Empty list means unrestricted. Non-empty means only listed items are allowed. This is an inclusive whitelist, not a denylist.

Whitelist computation

When an agent has any scoping (non-empty skills, mcps, or members), the runtime computes a tool whitelist during on_build_agent:

  1. Start with BASE_TOOLS: bash, ask_user — always available.
  2. If memory is enabled: add recall, remember, memory, forget.
  3. If skills list is non-empty: add skill tool.
  4. If mcps list is non-empty: add mcp tool.
  5. If members list is non-empty: add delegate tool.

The computed whitelist replaces config.tools. Tools not on the list are invisible to the agent.

Prompt injection

A <scope> block is appended to the system prompt listing the agent’s allowed resources:

<scope>
skills: check-feeds, summarize
mcp servers: search
members: researcher, writer
</scope>

This tells the agent what it can use. The agent doesn’t need to guess or discover — its boundaries are stated upfront.

Enforcement

Scoping is enforced at four dispatch points:

  • dispatch_tool — rejects tool calls not in the agent’s tool whitelist.
  • dispatch_skill — rejects skill names not in the agent’s skill list.
  • dispatch_mcp — filters MCP server list to allowed servers.
  • dispatch_delegate — rejects delegation to agents not in the members list.

Enforcement happens at runtime, not just at prompt time. Even if the LLM ignores the <scope> block and tries to call a restricted tool, the dispatch layer rejects it.

Default agent

The default agent (primary) has no scope restrictions — empty lists on all four dimensions. Scoping is for sub-agents that need constrained access.

Alternatives

Denylist instead of whitelist. List what’s forbidden instead of what’s allowed. Rejected because allowlists are safer by default — a new tool or server is inaccessible until explicitly granted. Denylists require updating every time a new resource is added.

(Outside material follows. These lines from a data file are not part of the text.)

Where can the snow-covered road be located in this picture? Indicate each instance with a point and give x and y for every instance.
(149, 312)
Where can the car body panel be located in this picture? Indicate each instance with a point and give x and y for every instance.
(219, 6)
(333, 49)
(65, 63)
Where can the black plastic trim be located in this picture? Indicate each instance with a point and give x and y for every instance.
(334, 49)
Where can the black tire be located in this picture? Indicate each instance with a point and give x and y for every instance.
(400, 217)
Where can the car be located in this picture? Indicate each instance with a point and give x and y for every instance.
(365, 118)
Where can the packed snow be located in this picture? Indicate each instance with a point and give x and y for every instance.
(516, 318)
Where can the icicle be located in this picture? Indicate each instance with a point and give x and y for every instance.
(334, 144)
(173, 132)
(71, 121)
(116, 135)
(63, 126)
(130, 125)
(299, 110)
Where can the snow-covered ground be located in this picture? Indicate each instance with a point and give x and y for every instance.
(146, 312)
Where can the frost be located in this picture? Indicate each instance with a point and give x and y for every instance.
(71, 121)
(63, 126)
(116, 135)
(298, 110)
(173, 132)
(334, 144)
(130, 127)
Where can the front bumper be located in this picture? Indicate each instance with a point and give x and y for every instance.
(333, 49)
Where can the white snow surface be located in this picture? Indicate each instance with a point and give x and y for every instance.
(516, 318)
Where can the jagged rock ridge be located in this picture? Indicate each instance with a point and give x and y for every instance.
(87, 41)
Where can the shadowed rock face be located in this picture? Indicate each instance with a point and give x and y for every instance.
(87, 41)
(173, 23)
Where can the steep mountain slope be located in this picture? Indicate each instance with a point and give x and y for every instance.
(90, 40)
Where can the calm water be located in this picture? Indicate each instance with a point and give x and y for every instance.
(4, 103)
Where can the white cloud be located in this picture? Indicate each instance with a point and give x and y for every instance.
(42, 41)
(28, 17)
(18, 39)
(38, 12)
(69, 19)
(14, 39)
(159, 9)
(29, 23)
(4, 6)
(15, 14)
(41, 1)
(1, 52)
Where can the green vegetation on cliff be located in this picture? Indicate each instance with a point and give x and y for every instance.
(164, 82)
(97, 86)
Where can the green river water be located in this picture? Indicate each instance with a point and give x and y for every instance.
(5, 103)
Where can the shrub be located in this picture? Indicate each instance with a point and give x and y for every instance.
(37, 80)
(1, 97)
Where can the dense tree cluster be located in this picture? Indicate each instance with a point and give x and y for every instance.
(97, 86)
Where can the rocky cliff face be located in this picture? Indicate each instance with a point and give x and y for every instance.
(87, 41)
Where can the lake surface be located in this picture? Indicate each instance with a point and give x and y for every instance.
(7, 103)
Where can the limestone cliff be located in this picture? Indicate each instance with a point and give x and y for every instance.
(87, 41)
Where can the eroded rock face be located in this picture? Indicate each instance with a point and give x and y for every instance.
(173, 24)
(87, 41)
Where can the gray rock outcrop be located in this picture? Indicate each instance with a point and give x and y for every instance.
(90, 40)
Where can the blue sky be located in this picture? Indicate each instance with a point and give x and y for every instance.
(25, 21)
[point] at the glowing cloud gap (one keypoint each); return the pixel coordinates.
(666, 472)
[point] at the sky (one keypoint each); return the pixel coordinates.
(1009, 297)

Prompt-only scoping. Tell the agent its restrictions in the prompt but don’t enforce at dispatch. Rejected because LLMs don’t reliably follow instructions — a determined or confused model will call tools it was told not to. Enforcement must be at the dispatch layer.

Unresolved Questions

  • Should scoping support wildcard patterns (e.g. mcp: search-*)?
  • Should scope violations be logged as security events for monitoring?